GrassWatch Secret To Bolster Milk Yields

FARMING U.K - Increase milk production from grass by 500 litres/cow/year without incurring extra costs, says Mole Valley Farmers
calendar icon 16 March 2007
clock icon 3 minute read

Dairy herds which average 8,000 to 10,000 litres per cow per year could increase yield by up to 500 litres per cow per year, worth approximately £12,600 to a 140-cow enterprise, by making better use of grazed grass according to Mole Valley Farmers, whose unique new GrassWatch monitoring service enables producers to maximise milk from grazed grass for no additional expense.

Peter Isaac, a member of the company’s team of Feed Specialists in the South West, commented: “At 3 - 4p/kg dry matter, grazed grass is the cheapest ingredient which farmers can feed to their dairy cows, but 60% per cent of them over-estimate its true value and therefore fail to optimise the benefits of this valuable resource. Consequently, although the top-performing herds achieve more than 4,000 litres/cow/year from forage, the average is still only 2,500 litres/cow/year and most fall well below that figure, providing ample scope for improvement.

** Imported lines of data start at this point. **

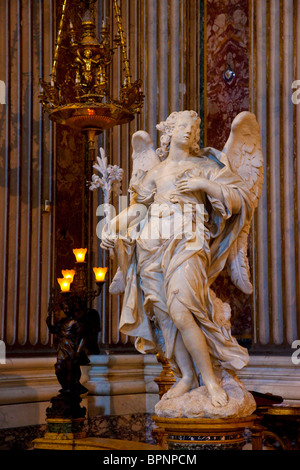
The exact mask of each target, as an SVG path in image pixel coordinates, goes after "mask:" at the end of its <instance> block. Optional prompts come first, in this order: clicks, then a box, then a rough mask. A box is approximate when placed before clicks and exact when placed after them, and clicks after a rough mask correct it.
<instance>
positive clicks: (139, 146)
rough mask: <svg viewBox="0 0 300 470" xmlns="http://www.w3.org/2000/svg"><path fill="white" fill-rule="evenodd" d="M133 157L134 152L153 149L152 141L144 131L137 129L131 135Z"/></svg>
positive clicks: (143, 151) (148, 135)
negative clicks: (131, 138) (137, 129)
mask: <svg viewBox="0 0 300 470" xmlns="http://www.w3.org/2000/svg"><path fill="white" fill-rule="evenodd" d="M132 149H133V156H132V157H133V158H135V155H136V154H140V153H142V152H147V151H148V150H149V149H153V141H152V139H151V137H150V135H149V134H148V132H146V131H137V132H135V133H134V134H133V136H132Z"/></svg>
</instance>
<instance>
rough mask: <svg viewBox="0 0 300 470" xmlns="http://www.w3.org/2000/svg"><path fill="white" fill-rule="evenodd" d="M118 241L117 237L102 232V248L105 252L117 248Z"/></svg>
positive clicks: (116, 235) (114, 234) (115, 234)
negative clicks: (115, 245)
mask: <svg viewBox="0 0 300 470" xmlns="http://www.w3.org/2000/svg"><path fill="white" fill-rule="evenodd" d="M116 240H117V235H116V234H112V233H103V232H102V239H101V244H100V246H101V248H104V250H111V249H113V248H114V247H115V244H116Z"/></svg>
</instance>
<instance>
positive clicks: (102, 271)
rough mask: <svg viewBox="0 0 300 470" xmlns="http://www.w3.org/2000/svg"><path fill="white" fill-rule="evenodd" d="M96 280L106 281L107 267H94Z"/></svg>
mask: <svg viewBox="0 0 300 470" xmlns="http://www.w3.org/2000/svg"><path fill="white" fill-rule="evenodd" d="M93 271H94V274H95V279H96V282H104V280H105V275H106V273H107V268H93Z"/></svg>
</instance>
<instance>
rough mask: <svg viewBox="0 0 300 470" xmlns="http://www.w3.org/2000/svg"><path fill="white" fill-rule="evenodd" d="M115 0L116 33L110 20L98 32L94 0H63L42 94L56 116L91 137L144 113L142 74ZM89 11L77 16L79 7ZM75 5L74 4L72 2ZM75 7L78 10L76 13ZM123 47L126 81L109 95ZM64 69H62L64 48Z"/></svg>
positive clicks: (44, 104)
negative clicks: (130, 54)
mask: <svg viewBox="0 0 300 470" xmlns="http://www.w3.org/2000/svg"><path fill="white" fill-rule="evenodd" d="M112 1H113V8H114V13H115V19H116V24H117V28H118V33H117V34H116V36H115V37H114V38H111V37H110V32H109V28H108V26H107V25H106V24H105V21H103V23H102V28H101V30H100V31H99V38H98V37H97V35H96V25H95V6H94V3H95V0H85V1H80V0H63V3H62V12H61V18H60V22H59V27H58V33H57V39H56V47H55V51H54V56H53V63H52V73H51V81H50V82H45V81H44V80H43V79H41V80H40V84H41V86H42V89H43V91H42V93H41V95H40V100H41V103H42V106H43V109H44V111H46V112H48V113H49V117H50V119H51V120H53V121H55V122H57V123H60V124H63V125H66V126H69V127H71V128H74V129H77V130H79V131H82V132H84V133H86V134H87V135H88V137H89V141H91V140H93V139H94V136H95V135H96V134H99V133H100V132H102V131H103V130H106V129H109V128H111V127H113V126H116V125H120V124H124V123H127V122H130V121H131V120H133V119H134V115H135V114H136V113H139V112H140V110H141V108H142V106H143V100H144V95H143V93H142V91H141V80H137V81H135V82H134V83H132V80H131V75H130V65H129V59H128V55H127V46H126V39H125V35H124V31H123V28H122V18H121V10H120V7H119V4H118V0H112ZM80 5H81V8H82V6H83V8H84V10H85V11H84V10H83V11H84V13H83V15H82V17H81V21H80V22H79V21H78V16H79V15H78V8H76V7H79V6H80ZM71 7H72V8H71ZM75 12H76V14H75ZM118 48H120V50H121V54H120V57H121V61H122V69H123V83H122V85H121V87H120V91H119V97H118V98H114V97H112V96H110V92H109V81H110V78H111V70H110V66H111V64H112V59H113V54H114V52H115V49H118ZM64 53H65V54H67V57H68V60H64V64H63V65H64V71H63V73H61V72H60V60H61V59H62V57H63V54H64Z"/></svg>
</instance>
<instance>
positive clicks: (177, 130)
mask: <svg viewBox="0 0 300 470" xmlns="http://www.w3.org/2000/svg"><path fill="white" fill-rule="evenodd" d="M157 128H158V130H159V131H161V132H162V136H161V147H160V148H159V149H158V150H157V151H156V153H155V152H154V149H153V144H152V141H151V139H150V137H149V135H148V134H147V133H145V132H142V133H139V134H137V136H135V138H133V143H134V142H135V139H136V142H135V143H137V142H138V143H139V146H140V150H138V151H137V152H136V154H135V149H134V154H135V155H134V161H133V163H134V171H133V175H132V180H131V185H130V192H131V204H130V206H129V207H128V208H127V209H126V210H124V211H122V212H121V213H120V214H119V215H118V216H116V217H115V218H114V219H113V220H112V221H111V223H110V230H107V229H106V227H104V229H103V232H102V246H103V247H104V248H106V249H112V248H113V249H114V251H115V253H116V255H117V257H118V262H119V270H118V273H117V275H118V276H119V278H120V277H122V282H121V284H122V283H123V288H124V298H123V307H122V314H121V319H120V330H121V332H123V333H125V334H127V335H131V336H134V337H136V342H135V346H136V348H137V350H138V351H140V352H142V353H147V352H152V353H153V352H157V351H163V354H164V356H165V357H166V358H167V359H168V361H169V362H170V364H171V366H172V368H173V370H174V372H175V374H176V377H178V380H177V381H176V383H175V385H174V386H173V387H172V388H171V389H170V390H169V391H168V392H167V394H166V395H165V396H164V397H163V398H164V401H165V402H166V401H167V402H168V401H169V400H172V399H176V398H177V397H182V396H183V395H184V396H185V394H187V393H188V392H189V391H193V390H194V389H197V388H199V385H200V384H201V383H202V384H204V385H203V386H204V387H206V391H207V396H208V398H209V400H210V404H211V406H212V407H213V408H215V409H220V408H222V407H226V405H227V403H228V399H229V398H228V393H227V392H226V390H225V389H224V386H223V385H222V380H221V379H220V374H219V371H220V370H226V371H233V372H234V371H238V370H239V369H241V368H243V367H244V366H245V365H247V363H248V360H249V356H248V351H247V350H246V349H245V348H243V347H241V346H240V345H239V344H238V342H237V341H236V339H235V338H234V337H233V336H232V335H231V331H230V306H229V305H228V304H226V303H223V302H222V301H221V300H220V299H218V298H217V296H216V294H215V293H214V292H213V290H212V289H211V285H212V283H213V282H214V280H215V279H216V278H217V276H218V274H219V273H220V272H221V271H222V270H223V269H224V268H225V267H227V268H228V271H229V274H230V276H231V278H232V281H233V282H234V284H235V285H236V286H238V287H239V288H240V289H241V290H242V291H244V292H247V293H250V292H251V289H252V286H251V282H250V273H249V266H248V260H247V236H248V233H249V230H250V224H251V219H252V216H253V212H254V209H255V207H256V206H257V202H258V199H259V197H260V192H261V188H262V183H263V159H262V152H261V148H260V130H259V126H258V124H257V121H256V118H255V116H254V115H253V114H251V113H249V112H243V113H241V114H239V115H238V116H237V117H236V118H235V120H234V121H233V123H232V128H231V133H230V136H229V139H228V141H227V143H226V145H225V148H224V150H223V151H222V152H221V151H218V150H216V149H213V148H205V149H202V150H201V149H200V148H199V145H198V142H199V136H200V118H199V117H198V115H197V113H196V112H195V111H182V112H173V113H172V114H171V115H170V116H169V117H168V118H167V119H166V121H164V122H161V123H160V124H158V125H157ZM133 147H134V146H133ZM143 152H146V154H147V157H148V159H146V163H145V158H143V157H142V155H141V154H142V153H143ZM118 235H120V236H118ZM199 378H200V380H201V382H200V383H199ZM203 386H202V388H203Z"/></svg>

“GrassWatch will help farmers to understand precisely what level of nutrition their grass is capable of providing and get the best from it because grazing quality can, and does, vary greatly. Last year, for example, dry matter was the biggest variable and month-to-month fluctuations of over 30 per cent made it very difficult to formulate consistent rations, which is vital because every 1kg/day shortfall in dry matter intake represents two litres of milk production. If not compensated for, that will come from the cow’s body reserves, with a knock-on effect on fertility.”

With Compound feed prices set to rise significantly this summer in line with higher raw materials costs, Mole Valley Farmers says it is vital that farmers optimise milk production from forage. GrassWatch establishes exactly what grazed grass is worth to the individual herd and how much milk they can expect to produce from it.

Mole Valley Farmers’ team of nutritionists sample grass on a monthly basis from March through until November across the company’s trading area from Wiltshire to Cornwall. This generates comprehensive information on dry matter, energy, crude protein, NDF and sugar contents, which when combined with detailed information about grass availability on individual farms, can be used to estimate the potential milk yield from forage, help to overcome nutritional shortfalls and highlight ways in which grazing management can be improved to better realise its potential.

GrassWatch can also include more comprehensive herd details and use them to generate the total potential milk yield from forage and concentrates. This enables the company’s nutritionists to tailor the use of compound feed to precisely meet individual herd requirements, generating further savings and/or increased production.

“Our Members expect us to help them get more out of their businesses and recommend what is in their best interests,” says Peter Isaac. “The GrassWatch service costs them nothing apart from a small amount of management time, yet has the potential to generate significant additional income.”